Dans le cadre d’un lieu de culte, où sont diffusées des idées et des théories dotées, par hypothèse, d’une composante théologique sur laquelle l’État ne saurait porter le moindre jugement de valeur, la voie s’annonce encore plus étroite. Un instrument qui expose déjà l’exécutif, lorsqu’il dissout une association, à céder à la tentation d’une police de la pensée, pourrait l’entraîner, lorsqu’il décide de la fermeture d’un lieu de culte, vers une police des dogmes religieux et de leur interprétation. Consciente de ce risque, la commission des lois, au Sénat, a retiré du texte le nouveau motif de fermeture proposé par le gouvernement, et accepté par l’Assemblée nationale. Il y sera sans doute réintroduit.

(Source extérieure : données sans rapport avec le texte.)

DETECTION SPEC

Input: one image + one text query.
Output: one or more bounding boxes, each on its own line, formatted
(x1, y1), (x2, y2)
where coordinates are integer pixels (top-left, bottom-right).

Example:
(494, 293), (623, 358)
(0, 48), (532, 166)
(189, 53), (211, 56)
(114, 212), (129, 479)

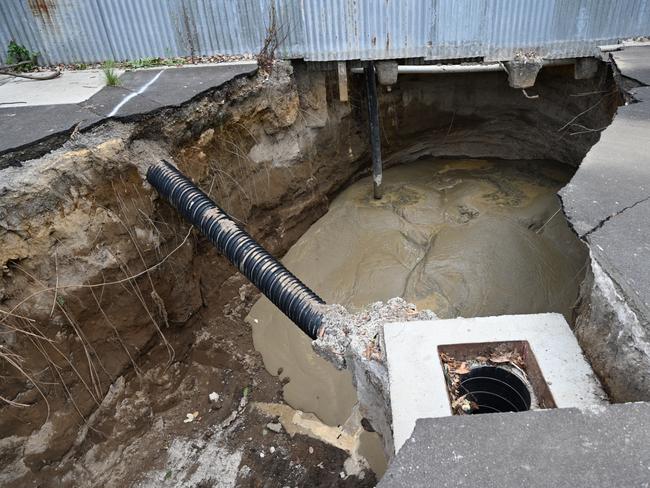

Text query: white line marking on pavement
(108, 71), (163, 117)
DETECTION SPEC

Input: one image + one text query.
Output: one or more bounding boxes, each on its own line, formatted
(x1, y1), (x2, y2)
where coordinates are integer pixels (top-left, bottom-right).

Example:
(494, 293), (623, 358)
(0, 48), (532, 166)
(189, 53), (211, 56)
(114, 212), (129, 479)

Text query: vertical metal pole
(365, 61), (382, 199)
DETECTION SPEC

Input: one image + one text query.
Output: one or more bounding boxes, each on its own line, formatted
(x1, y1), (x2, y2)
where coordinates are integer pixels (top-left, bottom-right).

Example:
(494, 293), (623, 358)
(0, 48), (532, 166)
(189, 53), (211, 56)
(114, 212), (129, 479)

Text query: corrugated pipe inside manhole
(459, 366), (531, 414)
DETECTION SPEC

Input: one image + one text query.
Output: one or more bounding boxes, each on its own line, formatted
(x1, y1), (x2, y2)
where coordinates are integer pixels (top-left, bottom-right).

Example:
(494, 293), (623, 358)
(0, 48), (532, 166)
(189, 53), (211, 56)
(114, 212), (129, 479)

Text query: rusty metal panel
(0, 0), (650, 64)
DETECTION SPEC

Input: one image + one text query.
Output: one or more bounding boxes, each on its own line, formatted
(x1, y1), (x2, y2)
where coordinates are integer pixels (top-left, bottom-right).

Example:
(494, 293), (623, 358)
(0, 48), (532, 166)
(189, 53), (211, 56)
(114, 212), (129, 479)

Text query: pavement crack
(580, 195), (650, 239)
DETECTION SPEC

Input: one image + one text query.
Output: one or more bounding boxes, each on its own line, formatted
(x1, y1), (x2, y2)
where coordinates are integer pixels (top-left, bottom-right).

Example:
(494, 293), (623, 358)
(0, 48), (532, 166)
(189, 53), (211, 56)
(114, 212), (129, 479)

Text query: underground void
(459, 366), (531, 414)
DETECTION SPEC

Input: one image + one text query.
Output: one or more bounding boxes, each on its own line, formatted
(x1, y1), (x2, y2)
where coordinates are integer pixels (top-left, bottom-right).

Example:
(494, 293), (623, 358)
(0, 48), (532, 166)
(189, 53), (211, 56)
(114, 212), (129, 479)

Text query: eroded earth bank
(0, 59), (619, 486)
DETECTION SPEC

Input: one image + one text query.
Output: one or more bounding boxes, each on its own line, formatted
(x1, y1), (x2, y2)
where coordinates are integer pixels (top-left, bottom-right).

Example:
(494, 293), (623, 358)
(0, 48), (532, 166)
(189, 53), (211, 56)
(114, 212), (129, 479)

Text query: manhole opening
(438, 341), (556, 415)
(459, 366), (531, 414)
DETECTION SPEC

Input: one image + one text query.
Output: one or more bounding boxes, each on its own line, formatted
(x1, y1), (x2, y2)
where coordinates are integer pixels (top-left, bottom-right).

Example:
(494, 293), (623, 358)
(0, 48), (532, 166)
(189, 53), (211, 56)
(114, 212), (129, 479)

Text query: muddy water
(250, 160), (586, 425)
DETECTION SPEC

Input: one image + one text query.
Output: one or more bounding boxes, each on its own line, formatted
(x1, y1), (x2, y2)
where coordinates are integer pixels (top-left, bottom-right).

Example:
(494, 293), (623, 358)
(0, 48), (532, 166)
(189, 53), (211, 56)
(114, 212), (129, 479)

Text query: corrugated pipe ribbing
(147, 161), (325, 339)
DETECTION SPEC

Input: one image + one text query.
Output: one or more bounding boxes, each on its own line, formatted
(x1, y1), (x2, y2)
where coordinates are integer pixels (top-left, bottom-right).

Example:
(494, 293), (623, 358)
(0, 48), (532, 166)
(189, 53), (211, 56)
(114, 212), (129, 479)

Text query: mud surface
(249, 159), (586, 444)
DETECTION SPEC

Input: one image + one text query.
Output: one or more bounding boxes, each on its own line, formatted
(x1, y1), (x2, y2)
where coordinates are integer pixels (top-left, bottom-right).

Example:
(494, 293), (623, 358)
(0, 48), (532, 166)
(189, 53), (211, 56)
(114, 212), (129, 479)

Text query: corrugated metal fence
(0, 0), (650, 64)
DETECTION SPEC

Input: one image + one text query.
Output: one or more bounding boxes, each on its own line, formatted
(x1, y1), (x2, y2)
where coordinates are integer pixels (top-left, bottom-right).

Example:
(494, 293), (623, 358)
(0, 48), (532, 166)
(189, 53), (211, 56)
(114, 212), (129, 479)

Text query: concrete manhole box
(384, 313), (608, 452)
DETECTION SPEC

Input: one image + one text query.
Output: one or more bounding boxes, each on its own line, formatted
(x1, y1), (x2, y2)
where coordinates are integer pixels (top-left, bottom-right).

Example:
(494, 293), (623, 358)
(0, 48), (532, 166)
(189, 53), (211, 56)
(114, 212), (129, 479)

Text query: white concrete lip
(384, 313), (607, 452)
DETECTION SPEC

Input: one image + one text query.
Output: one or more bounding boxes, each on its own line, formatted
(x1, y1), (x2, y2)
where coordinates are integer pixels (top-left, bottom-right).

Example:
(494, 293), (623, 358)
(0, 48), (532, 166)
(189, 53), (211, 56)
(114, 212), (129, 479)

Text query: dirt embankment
(0, 64), (364, 486)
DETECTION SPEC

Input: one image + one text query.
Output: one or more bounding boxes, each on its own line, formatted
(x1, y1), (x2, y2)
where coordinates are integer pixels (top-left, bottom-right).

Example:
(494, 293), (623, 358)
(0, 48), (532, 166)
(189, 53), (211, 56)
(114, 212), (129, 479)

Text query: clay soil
(21, 275), (375, 488)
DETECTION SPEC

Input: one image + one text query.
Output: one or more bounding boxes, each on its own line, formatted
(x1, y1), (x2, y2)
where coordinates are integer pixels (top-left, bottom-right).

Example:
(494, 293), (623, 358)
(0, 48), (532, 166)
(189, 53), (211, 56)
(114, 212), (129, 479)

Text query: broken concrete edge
(0, 68), (258, 170)
(312, 298), (438, 460)
(378, 403), (650, 488)
(558, 47), (650, 402)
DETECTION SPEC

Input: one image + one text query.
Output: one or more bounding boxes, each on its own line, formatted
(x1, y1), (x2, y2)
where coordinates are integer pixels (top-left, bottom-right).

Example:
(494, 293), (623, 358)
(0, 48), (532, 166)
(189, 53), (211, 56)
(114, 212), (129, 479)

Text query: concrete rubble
(313, 298), (437, 459)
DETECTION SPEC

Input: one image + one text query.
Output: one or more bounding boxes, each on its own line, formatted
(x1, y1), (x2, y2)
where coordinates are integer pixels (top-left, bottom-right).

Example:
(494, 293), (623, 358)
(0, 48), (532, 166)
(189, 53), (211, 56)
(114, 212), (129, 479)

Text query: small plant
(7, 40), (39, 71)
(257, 4), (279, 74)
(102, 61), (120, 86)
(124, 57), (165, 69)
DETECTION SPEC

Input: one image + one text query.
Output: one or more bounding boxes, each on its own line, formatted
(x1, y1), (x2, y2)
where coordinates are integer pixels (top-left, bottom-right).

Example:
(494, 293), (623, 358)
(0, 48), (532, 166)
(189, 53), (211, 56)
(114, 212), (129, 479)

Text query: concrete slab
(0, 70), (114, 107)
(611, 46), (650, 85)
(378, 403), (650, 488)
(0, 62), (257, 162)
(120, 62), (257, 106)
(80, 86), (164, 118)
(589, 199), (650, 316)
(384, 313), (605, 451)
(0, 104), (101, 154)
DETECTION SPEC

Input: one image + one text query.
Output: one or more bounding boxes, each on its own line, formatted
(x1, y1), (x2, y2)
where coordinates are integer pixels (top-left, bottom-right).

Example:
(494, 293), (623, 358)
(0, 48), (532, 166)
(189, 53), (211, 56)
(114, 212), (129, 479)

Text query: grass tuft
(102, 61), (120, 86)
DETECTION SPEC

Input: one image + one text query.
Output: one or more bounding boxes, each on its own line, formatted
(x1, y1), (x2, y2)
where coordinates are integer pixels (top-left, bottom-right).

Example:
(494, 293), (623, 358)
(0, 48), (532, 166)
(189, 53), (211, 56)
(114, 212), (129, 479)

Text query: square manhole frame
(383, 313), (608, 452)
(438, 341), (557, 415)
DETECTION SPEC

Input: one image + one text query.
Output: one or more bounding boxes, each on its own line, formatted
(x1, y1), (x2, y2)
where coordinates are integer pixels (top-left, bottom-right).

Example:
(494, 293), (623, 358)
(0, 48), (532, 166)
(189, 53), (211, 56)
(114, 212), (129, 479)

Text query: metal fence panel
(0, 0), (650, 64)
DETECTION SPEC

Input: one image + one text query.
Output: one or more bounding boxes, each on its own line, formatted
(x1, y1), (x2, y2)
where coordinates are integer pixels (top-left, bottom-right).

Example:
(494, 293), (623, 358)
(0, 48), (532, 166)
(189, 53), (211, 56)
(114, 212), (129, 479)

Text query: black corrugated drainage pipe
(147, 161), (325, 339)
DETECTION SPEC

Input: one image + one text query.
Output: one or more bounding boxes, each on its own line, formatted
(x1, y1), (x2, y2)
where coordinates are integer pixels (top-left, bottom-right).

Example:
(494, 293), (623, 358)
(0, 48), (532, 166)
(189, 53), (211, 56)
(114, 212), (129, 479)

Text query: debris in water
(183, 412), (199, 424)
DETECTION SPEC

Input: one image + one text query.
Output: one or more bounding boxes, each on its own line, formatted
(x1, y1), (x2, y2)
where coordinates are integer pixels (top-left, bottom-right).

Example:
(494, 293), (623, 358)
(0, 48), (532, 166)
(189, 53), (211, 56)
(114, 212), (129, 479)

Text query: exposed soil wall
(0, 59), (614, 486)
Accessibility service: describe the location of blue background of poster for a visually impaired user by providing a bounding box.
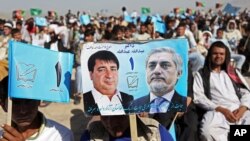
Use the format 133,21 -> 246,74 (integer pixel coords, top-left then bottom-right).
81,39 -> 188,99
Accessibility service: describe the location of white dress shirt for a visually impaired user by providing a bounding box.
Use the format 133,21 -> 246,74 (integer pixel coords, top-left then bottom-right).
149,90 -> 175,113
92,88 -> 125,115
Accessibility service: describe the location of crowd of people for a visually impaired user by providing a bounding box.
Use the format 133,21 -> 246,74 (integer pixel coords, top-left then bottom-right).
0,8 -> 250,141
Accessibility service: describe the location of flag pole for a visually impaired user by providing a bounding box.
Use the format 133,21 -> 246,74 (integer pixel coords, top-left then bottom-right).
6,97 -> 12,126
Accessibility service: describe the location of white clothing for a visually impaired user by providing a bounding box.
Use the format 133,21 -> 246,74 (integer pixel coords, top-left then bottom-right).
92,88 -> 125,115
193,71 -> 250,141
0,113 -> 74,141
149,90 -> 175,113
31,33 -> 50,47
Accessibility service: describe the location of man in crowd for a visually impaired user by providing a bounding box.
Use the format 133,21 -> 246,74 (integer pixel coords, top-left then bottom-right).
193,41 -> 250,141
81,115 -> 173,141
212,28 -> 246,71
83,51 -> 133,115
0,22 -> 13,60
0,77 -> 73,141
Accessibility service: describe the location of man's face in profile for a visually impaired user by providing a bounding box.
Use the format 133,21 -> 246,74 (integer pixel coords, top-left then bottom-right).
146,52 -> 179,96
90,59 -> 118,95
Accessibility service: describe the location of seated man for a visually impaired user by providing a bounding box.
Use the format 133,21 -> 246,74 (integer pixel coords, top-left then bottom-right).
193,41 -> 250,141
0,77 -> 73,141
81,115 -> 173,141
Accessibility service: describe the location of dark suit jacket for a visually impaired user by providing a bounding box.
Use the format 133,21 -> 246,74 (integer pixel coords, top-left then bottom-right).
83,91 -> 134,115
130,91 -> 187,129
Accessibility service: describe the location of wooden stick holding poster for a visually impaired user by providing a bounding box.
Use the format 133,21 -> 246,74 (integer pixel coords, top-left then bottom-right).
129,114 -> 137,141
6,97 -> 12,125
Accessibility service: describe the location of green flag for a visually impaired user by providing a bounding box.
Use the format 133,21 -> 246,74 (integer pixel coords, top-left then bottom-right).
141,7 -> 151,14
30,8 -> 42,16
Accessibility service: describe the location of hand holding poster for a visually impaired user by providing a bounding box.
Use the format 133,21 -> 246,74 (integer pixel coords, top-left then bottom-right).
81,39 -> 188,115
9,41 -> 73,102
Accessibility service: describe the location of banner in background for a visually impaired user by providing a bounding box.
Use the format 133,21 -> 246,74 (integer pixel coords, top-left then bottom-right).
8,41 -> 73,102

Sur le terrain de la liberté de parole des « hommes de Dieu » (comme sur d’autres, et davantage encore), le projet de loi confortant le respect des principes de la République se situe en effet dans le droit fil d’une tradition bien antérieure à l’avènement de la République : celle d’un contrôle étroit exercé par l’État, au nom de l’ordre public, sur les activités religieuses.
[1] Article 1er des Articles organiques ajoutés au Concordat (loi du 18 germinal an X) : « Aucune bulle, bref, rescrit, décret, mandat, provision, signature servant de provision, ni aucunes autres expéditions de la cour de Rome, même ne concernant que les particuliers, ne pourront être reçus, publiés, imprimés, ni autrement mis à exécution, sans l’autorisation du gouvernement ».
[2] Article 4 des Articles organiques des cultes protestants (loi du 18 germinal an X).
[3] A. Briand, Rapport du 4 mars 1905 au nom de la Commission relative à la séparation des Églises et de l’État, p. 339.
[4] Cass. crim. 17 mai 1907, Abbé Jouin, D. 1907, I, pp. 273-275.
[5] Trib. corr. de Bordeaux, 22 juillet 1909, Min. pub. c. Cardinal Andrieu, D. 1911, II, pp. 10-12.
[6] CA Agen, 4 août 1909, Min. pub. c. Laurans, évêque de Cahors, D. 1911, II, pp. 12-14, puis Cass. crim., 7 juillet 1910, D. 1911, I, p. 16.
[7] Cass. crim. 17 mai 1907, Abbé Jouin, préc.
[8] Proposition de loi constitutionnelle visant à garantir la prééminence des lois de la République, adoptée le 19 octobre 2020.